By Brenda Flanagan
Airport workers called upon the Almighty for a raise today and significantly upped the ante. Instead of the Fight for $15 an hour, the people who are subcontracted to clean the plane cabins, check for weapons and perform other tasks now support a new bill that would pay them at a minimum the so-called “prevailing wage” — $17.98 an hour, plus benefits.
“What this does is level the playing field and really puts the workers where they need to be. We need to make sure our airports are safe and secure and that the workers have health care,” said Kevin Brown, vice president of 32BJ SEIU.
The bill would also apply to employees at Newark Penn Station and Hoboken Station and has backing in both Assembly and Senate. Eighteen dollars an hour would match wages set by statute for unarmed security and state service workers, says one sponsor, Speaker Vincent Prieto.
“We want to make sure that these workers that are on the front lines — and we added the unarmed security because they normally do the first sweep into these areas — so we want to make sure they’re properly compensated,” Prieto said.
“It’s difficult to afford the basics — like food, rent and on these poverty wages, how can anybody afford anything important?” said airport security worker Zakiyy Medina.

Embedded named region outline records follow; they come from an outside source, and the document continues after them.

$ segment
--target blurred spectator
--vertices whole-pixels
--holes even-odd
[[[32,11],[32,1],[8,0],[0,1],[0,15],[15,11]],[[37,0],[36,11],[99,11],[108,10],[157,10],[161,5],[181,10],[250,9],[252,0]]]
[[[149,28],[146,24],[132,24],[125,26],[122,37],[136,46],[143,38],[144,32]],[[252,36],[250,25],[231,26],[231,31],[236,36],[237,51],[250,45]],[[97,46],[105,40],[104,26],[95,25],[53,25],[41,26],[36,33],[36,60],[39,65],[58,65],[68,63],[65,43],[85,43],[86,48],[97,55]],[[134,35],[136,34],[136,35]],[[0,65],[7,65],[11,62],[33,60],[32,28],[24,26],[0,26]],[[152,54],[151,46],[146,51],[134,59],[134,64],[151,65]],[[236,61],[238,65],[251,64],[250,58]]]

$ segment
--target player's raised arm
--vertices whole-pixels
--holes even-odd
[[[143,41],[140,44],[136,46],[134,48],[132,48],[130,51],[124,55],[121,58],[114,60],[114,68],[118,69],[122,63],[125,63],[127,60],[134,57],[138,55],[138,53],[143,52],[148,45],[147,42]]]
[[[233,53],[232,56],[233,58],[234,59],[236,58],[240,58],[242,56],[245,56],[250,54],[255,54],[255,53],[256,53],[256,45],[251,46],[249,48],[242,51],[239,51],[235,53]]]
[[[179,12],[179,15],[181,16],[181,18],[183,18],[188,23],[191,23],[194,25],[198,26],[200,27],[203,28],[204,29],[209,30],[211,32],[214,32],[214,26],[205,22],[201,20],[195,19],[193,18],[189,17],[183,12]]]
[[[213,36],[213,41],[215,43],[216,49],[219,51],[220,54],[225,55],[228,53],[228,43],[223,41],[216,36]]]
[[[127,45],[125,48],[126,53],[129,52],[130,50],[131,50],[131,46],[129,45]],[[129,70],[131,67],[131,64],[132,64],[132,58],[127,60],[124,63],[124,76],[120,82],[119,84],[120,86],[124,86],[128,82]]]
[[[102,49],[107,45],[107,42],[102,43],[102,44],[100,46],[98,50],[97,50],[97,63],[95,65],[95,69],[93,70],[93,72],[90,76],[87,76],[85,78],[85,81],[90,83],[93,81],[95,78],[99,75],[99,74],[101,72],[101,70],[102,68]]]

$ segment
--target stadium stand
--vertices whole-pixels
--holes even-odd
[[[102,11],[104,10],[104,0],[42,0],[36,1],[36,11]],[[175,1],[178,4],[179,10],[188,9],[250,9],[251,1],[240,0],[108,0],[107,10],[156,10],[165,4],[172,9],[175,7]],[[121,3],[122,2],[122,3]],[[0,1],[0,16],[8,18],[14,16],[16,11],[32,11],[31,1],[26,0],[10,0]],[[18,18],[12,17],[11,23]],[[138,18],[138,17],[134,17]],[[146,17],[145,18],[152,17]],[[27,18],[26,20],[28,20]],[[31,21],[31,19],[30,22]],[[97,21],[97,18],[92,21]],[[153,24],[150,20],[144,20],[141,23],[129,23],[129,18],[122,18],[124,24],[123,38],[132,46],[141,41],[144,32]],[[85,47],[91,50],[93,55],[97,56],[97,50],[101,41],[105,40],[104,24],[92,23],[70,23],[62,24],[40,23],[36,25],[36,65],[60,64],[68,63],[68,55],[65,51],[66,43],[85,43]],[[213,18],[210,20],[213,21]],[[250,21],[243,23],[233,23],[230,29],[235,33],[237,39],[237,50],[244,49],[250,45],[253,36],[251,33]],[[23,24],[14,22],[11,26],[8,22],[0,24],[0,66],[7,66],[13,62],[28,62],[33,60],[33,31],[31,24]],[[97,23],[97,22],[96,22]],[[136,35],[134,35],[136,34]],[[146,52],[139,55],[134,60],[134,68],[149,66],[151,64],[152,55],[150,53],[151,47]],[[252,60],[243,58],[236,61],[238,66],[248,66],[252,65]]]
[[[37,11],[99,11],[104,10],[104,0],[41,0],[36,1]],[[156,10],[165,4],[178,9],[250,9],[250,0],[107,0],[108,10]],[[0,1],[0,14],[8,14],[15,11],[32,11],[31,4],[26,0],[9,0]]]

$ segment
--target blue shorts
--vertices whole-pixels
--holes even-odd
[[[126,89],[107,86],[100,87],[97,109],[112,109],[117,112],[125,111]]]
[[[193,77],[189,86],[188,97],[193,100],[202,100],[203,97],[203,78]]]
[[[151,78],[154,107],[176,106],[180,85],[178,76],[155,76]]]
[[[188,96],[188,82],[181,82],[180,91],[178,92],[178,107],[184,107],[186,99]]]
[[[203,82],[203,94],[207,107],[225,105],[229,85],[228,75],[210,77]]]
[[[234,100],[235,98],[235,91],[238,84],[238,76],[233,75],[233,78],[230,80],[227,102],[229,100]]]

Currently workers at Newark Liberty make $10.20 an hour — that’s Port Authority minimum. But it’s less than counterparts earn at the Port Authority’s two other airports, where New York state’s $11 an hour minimum wage supersedes Port Authority rates. By 2019, that’ll rise to $15 an hour. This new bill asks for $18 per hour and similar legislation was introduced in New York’s state Assembly, with the approval of Gov. Andrew Cuomo’s, who reportedly called it a “question of basic fairness.”
“It is un-American to be in this country, to work a full-time job and still live in poverty,” said Sen. Cory Booker.
Booker’s taking a different approach: he sent a letter to 10 airline executives urging them to pay more than the $22,000 a year that these workers currently earn.
“The airlines are finding all kinds of ways to make more profits. But they should not be making more profits by squeezing the workers who are doing work that’s essential to their industry,” Booker said.
Gov. Chris Christie adamantly has opposed raising New Jersey’s minimum wage and his office won’t comment on this pending legislation. But the four Democratic candidates for governor all support this bill.
“Don’t get discouraged because there will very soon be a new sheriff in town,” said Assemblywoman Sheila Oliver.
The Port Authority has refused to get involved in this ongoing debate, saying minimum wage is a state issue. It probably won’t be settled until there’s a new governor in Trenton.